John Phillips Memorial Park, located at 2201 Otter Point Rd., serves a wide range of community needs. The Sooke Lions Club is proposing a community centre for the seven-hectare park. (File – District of Sooke)

John Phillips Memorial Park, located at 2201 Otter Point Rd., serves a wide range of community needs. The Sooke Lions Club is proposing a community centre for the seven-hectare park. (File – District of Sooke)

Sooke will seek public input on John Phillips Memorial Park

Sooke Lions Club proposes building community centre in park

With controversy swirling around a plan to build a community centre in John Phillips Memorial Park, Sooke council is asking staff for a report on lease details, the development permit process and options for more public input.

District staff released a report on Sept. 20 outlining three ways council could proceed with the project that will be built in a 1.9-acre portion of the park.

The options included asking staff to begin negotiating terms of the lease, carry out an assent vote, or abandon the project.

Instead, council opted for more information and community input.

“There are valid concerns coming from the community,” said Mayor Maja Tait. “We’re still at a point where we are receiving information, and we still need to decide on it.”

RELATED: Lions eye community centre at John Phillips Park in Sooke

In July, the district announced that the Sooke Lions Club proposed building a multi-use community building on the south end of John Phillips Memorial Park.

Plans include building a two-storey structure to accommodate a daycare facility, a concession, a 300-person capacity hall, parking facilities, an outdoor stage for community events and an emergency reception centre.

Part of the plan includes the Sooke Lions Club selling a piece of property it owns at 2008 Murray Rd. to the district to build the community centre and receive a long-term lease at the park.

But as soon as the project was announced, many questioned why the district was using parkland for a community centre and whether other locations were more suitable. Those opposed to the project also asked why more information wasn’t available.

RELATED: Sooke Lions Club project clears alternative approval process

The Lions club plan is not a district-led project.

“The district as the landowner received a proposal from Lions, similar to when developers or other community groups want to progress a project,” Tait said.

“We’re keepers of the process and required (by provincial government legislation) to follow certain processes.”

As John Phillips Memorial Park is dedicated parkland, a lease cannot be signed without the approval of electors. Council held an alternate approval process (AAP).

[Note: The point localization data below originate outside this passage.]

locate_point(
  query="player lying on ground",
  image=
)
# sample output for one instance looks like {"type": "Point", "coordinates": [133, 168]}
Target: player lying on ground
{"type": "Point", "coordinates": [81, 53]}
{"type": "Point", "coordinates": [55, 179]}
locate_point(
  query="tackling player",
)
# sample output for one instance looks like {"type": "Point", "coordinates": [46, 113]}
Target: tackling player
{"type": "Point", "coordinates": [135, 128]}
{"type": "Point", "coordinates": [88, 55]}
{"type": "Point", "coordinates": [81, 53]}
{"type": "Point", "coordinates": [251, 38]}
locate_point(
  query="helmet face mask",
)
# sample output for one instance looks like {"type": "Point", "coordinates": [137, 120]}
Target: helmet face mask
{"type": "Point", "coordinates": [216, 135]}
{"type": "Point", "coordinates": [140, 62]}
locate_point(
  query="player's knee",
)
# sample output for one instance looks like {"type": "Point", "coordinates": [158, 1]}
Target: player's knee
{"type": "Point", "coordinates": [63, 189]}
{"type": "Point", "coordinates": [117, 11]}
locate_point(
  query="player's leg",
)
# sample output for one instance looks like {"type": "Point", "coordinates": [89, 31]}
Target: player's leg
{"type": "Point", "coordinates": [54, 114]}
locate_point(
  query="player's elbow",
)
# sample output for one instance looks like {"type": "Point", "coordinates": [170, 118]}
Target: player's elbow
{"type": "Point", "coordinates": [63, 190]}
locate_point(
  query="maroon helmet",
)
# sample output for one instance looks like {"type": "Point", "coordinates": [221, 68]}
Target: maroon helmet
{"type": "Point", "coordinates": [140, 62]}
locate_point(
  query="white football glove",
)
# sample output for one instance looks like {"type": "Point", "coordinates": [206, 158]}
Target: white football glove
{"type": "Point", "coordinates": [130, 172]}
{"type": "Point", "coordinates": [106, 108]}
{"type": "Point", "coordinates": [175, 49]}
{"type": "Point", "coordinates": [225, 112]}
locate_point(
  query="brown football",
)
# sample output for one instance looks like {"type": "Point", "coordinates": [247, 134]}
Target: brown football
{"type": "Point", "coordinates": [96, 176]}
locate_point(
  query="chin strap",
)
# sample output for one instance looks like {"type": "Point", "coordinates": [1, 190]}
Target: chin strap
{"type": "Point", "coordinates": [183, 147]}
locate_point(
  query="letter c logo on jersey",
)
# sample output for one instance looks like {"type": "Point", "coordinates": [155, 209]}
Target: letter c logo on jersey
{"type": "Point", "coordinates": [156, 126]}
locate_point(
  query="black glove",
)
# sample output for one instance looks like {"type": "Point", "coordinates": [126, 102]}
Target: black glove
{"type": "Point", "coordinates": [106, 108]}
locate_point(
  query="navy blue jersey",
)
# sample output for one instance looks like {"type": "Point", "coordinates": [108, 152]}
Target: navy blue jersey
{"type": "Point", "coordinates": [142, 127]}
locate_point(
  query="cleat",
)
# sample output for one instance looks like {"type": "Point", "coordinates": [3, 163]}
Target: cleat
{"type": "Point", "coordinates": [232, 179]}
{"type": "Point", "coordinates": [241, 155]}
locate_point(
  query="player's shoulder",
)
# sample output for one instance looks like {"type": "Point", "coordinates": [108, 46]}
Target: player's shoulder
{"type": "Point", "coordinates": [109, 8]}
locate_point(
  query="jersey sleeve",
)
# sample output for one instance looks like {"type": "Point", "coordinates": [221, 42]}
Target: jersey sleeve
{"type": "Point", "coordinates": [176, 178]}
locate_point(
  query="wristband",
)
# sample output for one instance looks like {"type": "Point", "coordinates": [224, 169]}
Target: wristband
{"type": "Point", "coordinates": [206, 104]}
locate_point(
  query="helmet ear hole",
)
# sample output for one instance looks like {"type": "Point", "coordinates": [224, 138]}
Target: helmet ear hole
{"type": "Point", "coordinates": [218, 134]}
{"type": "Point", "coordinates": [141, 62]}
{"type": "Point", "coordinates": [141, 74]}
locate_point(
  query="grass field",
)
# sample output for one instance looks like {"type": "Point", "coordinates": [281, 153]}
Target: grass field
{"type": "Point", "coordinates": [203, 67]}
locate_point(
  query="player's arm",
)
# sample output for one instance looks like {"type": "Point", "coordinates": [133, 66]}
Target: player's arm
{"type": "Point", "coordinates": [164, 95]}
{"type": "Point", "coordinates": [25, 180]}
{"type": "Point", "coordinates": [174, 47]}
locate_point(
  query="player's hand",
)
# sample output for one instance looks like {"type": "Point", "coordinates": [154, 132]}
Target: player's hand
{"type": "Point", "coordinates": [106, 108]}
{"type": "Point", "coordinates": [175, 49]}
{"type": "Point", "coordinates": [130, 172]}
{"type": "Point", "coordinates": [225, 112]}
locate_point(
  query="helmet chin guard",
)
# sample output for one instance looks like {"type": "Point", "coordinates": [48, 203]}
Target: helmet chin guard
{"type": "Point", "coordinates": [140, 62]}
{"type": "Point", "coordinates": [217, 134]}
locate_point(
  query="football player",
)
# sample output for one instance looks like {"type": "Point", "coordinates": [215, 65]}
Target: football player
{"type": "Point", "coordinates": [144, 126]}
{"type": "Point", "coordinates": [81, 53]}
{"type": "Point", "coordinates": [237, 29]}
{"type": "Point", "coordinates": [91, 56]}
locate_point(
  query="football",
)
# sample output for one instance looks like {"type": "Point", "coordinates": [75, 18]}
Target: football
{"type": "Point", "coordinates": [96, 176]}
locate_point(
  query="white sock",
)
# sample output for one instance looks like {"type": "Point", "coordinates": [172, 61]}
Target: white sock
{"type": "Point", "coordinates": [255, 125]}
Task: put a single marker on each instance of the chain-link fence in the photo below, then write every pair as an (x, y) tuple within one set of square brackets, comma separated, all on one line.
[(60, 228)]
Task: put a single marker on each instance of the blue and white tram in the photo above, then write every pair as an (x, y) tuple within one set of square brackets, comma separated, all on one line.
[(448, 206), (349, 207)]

Under the AAP, at least 10 per cent of qualified voters must register opposition. The park plan received a response of 9.13 per cent or 1,026 votes.

“The process as it stands now allows for much more community input,” said Coun. Tony St-Pierre. “This is not the end of community input.”

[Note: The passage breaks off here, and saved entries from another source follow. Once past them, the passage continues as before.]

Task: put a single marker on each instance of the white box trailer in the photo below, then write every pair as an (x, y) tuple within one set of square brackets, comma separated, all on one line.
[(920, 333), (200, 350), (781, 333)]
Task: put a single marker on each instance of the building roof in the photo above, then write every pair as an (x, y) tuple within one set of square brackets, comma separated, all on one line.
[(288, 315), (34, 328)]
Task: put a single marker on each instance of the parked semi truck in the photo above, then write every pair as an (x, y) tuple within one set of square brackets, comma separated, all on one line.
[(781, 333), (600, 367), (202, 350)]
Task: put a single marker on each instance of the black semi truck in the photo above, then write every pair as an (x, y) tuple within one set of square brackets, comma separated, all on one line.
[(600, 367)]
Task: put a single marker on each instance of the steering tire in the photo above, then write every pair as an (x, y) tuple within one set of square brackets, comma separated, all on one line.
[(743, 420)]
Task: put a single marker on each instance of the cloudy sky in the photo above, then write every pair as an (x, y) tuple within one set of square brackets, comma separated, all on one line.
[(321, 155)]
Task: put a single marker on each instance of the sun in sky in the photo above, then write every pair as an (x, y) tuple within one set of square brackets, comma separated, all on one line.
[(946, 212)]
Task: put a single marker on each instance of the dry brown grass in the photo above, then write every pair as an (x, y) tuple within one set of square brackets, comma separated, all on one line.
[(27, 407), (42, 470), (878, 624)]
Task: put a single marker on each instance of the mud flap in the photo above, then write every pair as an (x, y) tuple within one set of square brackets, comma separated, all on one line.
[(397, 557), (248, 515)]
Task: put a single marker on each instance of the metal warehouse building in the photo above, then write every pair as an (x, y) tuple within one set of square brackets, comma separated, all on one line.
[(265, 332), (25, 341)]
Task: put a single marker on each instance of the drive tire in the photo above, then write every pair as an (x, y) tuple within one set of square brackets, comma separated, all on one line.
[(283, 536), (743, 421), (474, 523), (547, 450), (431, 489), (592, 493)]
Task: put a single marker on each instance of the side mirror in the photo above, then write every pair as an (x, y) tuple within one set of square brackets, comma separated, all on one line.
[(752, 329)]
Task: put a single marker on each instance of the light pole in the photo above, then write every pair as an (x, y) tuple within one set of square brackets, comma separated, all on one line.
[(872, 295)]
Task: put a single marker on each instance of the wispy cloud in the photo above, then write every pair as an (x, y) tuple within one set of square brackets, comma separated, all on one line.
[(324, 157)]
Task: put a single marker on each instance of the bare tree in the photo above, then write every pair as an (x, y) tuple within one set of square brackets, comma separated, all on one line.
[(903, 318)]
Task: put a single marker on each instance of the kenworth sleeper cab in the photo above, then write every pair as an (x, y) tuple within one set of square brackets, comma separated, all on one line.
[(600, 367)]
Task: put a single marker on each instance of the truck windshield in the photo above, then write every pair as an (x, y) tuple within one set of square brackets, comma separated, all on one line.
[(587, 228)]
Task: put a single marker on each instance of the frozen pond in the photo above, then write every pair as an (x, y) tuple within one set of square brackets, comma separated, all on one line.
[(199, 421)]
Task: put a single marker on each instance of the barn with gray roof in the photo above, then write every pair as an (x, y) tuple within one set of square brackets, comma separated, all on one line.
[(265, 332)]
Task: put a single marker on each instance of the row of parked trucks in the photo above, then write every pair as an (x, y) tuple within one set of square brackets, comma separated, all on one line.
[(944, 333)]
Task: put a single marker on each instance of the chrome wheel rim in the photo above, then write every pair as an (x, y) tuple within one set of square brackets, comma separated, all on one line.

EDITORIAL: Urban parks are meant to be used by everyone

It’s been no secret over the last 16 years, the district has formulated plans for John Phillips Memorial Park. A new library, dog park, horseshoe pitches, community amenity building, bike park and many other amenities have been considered. Some projects went to other areas of town, while others remain in district plans.

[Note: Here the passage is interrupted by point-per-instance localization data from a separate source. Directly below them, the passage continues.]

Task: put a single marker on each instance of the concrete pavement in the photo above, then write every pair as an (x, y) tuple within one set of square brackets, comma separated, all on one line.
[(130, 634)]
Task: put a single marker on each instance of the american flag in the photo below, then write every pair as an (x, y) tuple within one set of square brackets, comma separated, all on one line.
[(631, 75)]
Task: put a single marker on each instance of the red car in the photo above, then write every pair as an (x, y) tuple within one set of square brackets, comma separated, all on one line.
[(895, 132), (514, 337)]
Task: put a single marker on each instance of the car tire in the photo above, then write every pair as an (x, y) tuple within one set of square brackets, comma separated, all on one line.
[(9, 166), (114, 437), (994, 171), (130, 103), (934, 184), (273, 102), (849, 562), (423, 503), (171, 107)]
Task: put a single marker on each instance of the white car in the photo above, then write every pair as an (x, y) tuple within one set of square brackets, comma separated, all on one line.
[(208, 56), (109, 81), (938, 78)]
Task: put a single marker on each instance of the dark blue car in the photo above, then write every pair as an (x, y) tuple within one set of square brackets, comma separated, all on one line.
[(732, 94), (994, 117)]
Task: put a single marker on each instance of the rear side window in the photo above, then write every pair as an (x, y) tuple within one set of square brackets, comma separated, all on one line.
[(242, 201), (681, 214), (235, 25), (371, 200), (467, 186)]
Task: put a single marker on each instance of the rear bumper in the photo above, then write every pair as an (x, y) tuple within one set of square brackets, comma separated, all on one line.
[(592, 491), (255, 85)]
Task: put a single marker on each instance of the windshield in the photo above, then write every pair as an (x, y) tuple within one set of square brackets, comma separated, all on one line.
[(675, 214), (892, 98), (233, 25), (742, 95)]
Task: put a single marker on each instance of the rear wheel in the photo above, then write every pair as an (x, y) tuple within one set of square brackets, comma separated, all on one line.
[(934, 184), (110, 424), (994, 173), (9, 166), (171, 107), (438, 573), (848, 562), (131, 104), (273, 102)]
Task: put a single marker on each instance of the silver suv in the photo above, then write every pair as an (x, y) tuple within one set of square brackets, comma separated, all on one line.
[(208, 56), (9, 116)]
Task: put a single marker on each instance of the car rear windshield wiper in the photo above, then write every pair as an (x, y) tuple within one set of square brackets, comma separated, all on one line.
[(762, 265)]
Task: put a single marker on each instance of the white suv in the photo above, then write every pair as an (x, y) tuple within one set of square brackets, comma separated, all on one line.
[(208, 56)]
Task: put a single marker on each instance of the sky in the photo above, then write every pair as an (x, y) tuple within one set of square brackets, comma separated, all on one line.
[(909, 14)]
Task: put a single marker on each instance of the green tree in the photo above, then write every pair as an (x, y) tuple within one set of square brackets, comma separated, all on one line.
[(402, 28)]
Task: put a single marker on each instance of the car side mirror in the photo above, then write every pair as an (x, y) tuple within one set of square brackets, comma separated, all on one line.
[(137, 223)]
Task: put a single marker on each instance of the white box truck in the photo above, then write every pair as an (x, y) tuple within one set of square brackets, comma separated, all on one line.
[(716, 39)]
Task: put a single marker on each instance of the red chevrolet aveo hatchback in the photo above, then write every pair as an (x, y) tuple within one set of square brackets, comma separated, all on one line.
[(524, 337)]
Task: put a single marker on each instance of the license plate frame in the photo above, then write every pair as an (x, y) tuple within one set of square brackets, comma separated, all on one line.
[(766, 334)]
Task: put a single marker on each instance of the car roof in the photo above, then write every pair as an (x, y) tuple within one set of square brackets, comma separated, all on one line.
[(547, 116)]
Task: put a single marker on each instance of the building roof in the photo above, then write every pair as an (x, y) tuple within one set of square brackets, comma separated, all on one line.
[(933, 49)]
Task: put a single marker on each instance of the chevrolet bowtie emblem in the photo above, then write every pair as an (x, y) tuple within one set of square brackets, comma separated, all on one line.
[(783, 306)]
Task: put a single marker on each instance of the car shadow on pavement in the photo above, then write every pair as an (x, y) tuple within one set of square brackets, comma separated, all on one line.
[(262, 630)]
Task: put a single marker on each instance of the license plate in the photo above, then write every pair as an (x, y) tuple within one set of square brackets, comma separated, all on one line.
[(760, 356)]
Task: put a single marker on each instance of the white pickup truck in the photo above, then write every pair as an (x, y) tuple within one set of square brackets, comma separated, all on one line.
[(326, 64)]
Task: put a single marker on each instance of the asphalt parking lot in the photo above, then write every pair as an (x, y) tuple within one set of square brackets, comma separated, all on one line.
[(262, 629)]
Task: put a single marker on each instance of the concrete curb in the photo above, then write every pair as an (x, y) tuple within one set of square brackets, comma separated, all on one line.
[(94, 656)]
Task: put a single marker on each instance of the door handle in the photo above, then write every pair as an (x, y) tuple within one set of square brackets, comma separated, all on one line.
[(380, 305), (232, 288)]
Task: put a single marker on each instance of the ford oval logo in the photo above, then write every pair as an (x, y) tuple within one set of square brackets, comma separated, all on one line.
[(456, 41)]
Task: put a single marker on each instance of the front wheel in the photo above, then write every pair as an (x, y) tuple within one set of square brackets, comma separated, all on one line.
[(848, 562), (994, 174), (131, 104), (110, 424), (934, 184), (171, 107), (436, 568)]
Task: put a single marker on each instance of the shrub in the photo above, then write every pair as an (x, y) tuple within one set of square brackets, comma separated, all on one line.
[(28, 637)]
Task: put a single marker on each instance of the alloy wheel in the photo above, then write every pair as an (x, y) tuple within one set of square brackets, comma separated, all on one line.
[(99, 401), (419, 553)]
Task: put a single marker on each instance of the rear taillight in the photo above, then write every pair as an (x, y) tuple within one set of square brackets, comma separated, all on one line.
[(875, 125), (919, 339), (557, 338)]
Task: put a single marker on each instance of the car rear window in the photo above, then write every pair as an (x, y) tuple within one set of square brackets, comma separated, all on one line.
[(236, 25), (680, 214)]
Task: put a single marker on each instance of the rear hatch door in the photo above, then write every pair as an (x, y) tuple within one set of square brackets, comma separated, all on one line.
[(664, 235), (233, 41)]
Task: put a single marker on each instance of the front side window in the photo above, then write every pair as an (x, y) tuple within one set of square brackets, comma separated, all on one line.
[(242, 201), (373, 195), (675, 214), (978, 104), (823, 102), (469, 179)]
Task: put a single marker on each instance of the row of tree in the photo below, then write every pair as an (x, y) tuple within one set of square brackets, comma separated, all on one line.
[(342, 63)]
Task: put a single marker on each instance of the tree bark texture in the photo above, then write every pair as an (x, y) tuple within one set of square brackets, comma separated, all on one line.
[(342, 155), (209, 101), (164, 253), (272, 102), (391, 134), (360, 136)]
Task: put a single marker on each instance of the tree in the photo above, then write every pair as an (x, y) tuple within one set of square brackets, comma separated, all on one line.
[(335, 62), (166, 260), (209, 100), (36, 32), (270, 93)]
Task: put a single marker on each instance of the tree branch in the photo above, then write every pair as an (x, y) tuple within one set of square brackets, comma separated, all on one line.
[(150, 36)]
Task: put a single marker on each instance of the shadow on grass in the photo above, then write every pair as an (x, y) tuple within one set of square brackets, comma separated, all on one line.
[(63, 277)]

In 2005, after the district acquired the parkland, public comment was sought, and a committee was struck to find out what Sooke residents wanted to do with John Phillips Memorial Park. They produced a visioning document that has been ratified several times over by preceding councils.

“(John Phillips Memorial Park) is not meant as a passive park. It’s not what the future needs,” said St-Pierre.

“People are talking about biodiversity. It used to be a golf course, and meanwhile, we have houses all around (the park) and a deep need for walkable amenities. This is not about reducing biodiversity. This is a necessity for our future.

“This park could be so much more, and it’s up to the community.”

It was a sentiment echoed by most members of council, including Tait and Coun. Dana Lajeunesse.

“We need to grow up as a community and have some more modern facilities,” Lajeunesse said.